His younger brother Roger Crompton Notcutt (later known as RCN) was born in 1869. He was in a way more fortunate as he was not burdened by obligations to enter the legal practice. It was recommended that, due to ill health, he should pursue an out-door life. Fortunately he also had a keen interest in nature, particularly in the growing of plants. This was an interest he was able to pursue when in his teens, he acquired the Broughton Road Nursery in Ipswich.

In 1901 RCN married Maud Hetty Smith Fielding of Ipswich and in 1902 Roger Fielding Notcutt, known as 'Tom', was born, later followed in 1906 by Hetty and Marjorie in 1912 .

Tom took a Natural Science degree at Cambridge, like his uncle, SAN (IV), before him. Whilst training at Edinburgh Royal Botanical Gardens, he met Jean Macpherson and they married in 1929, two years after Tom returned to the nursery. In 1934 their son Charles was born. Tom's technical training was invaluable and this soon became apparent in the catalogues. In 1935, Tom, working with his father, published "Flowering Cherries" in the Journal of the RHS.

Early Broughton Road

Starting purely as an amateur, Roger Crompton Notcutt began by growing vegetables. He subsequently devoted himself to the breeding and production of Chrysanthemums for which he became well known in the 1890's. He was a successful exhibitor at the summer and autumn shows of the Ipswich Horticultural Society, with much of the interest in these shows traced to his influence, as his skill attracted other leading horticulturists to compete with him. He first experienced show success in 1889 at the Ipswich Society Show when he received the National Chrysanthemum Society Silver Medal for the Premier Bloom of the show. This encouraged him further and in 1895 he received the Royal Horticultural Society's Award of Merit for Chrysanthemum 'Edith Tabor', said to be "the best large yellow Chrysanthemum yet produced."

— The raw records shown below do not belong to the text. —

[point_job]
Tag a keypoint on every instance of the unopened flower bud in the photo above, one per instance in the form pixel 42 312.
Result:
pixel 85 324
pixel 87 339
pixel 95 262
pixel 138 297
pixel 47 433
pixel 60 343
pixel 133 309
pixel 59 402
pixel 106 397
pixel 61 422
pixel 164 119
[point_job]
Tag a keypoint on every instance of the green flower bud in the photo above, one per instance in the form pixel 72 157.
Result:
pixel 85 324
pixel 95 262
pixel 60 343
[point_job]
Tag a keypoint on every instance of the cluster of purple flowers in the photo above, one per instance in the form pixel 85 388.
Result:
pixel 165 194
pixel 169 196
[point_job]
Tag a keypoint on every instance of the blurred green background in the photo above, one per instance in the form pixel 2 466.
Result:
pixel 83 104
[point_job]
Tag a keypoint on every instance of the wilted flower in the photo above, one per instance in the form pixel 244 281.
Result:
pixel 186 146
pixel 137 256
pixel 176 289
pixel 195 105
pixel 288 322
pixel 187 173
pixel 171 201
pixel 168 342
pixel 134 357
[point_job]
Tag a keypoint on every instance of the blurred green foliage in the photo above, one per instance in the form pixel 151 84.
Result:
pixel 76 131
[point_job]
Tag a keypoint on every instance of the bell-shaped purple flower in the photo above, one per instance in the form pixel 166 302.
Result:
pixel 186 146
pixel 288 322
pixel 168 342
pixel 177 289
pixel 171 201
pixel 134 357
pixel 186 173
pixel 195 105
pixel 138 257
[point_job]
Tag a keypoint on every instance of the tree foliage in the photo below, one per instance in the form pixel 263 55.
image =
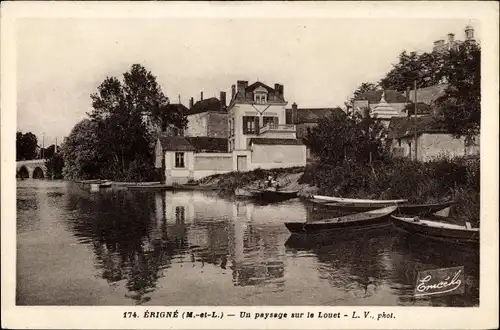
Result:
pixel 26 146
pixel 125 118
pixel 79 152
pixel 363 88
pixel 425 69
pixel 340 137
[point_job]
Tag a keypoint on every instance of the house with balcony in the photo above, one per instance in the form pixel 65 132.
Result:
pixel 259 136
pixel 207 117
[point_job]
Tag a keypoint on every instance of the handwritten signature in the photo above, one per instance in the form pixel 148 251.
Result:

Broughton Road Nursery was composed mainly of glasshouses and frames, and during the 1890's approximately 45 staff were employed on the nursery.

Specimen palms and other plants were often hired out to decorate large country houses for balls and other events.

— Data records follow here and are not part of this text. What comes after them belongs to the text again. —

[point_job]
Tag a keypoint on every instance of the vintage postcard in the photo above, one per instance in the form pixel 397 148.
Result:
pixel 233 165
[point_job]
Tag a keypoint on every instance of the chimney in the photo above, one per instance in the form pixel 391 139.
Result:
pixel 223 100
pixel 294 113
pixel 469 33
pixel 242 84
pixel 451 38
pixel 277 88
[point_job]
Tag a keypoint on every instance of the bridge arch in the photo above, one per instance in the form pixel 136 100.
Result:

Floristry (in particular wreath making) was also a significant activity; ideal for a chrysanthemum grower, as important funerals required an enormous number of wreaths.

RCN produced two Chrysanthemum catalogues per year, in January and November. The catalogue of January 1893 lists 307 varieties, split into early flowering varieties for August to October, and other varieties, flowering September to November.

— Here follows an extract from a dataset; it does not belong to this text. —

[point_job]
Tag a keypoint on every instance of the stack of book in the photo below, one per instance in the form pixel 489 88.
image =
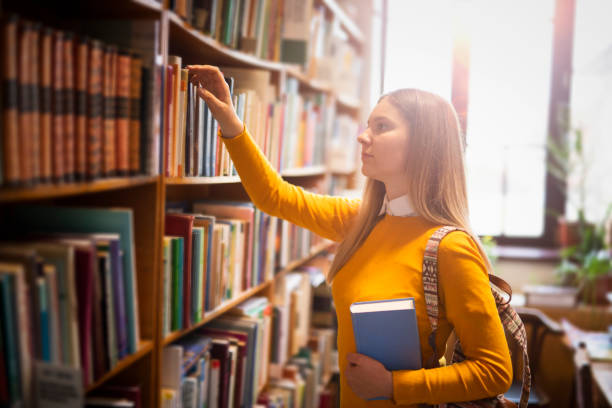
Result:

Catalogues were also produced for hardy perennials and herbaceous plants as well as for bedding plants, dahlias, begonias and geraniums and subsequently for general nursery stock. In 1900, hints on the culture of dahlias were included at the back of the catalogue. This tradition of useful and informative pages continues to the present day, as can be seen at the back of the Notcutts Book of Plants.

At the age of 28, RCN realized the business was outgrowing the Broughton Road Nursery, and was ready for expansion. The auction of Woods nursery in Woodbridge on 11th February 1897, came at a most opportune time.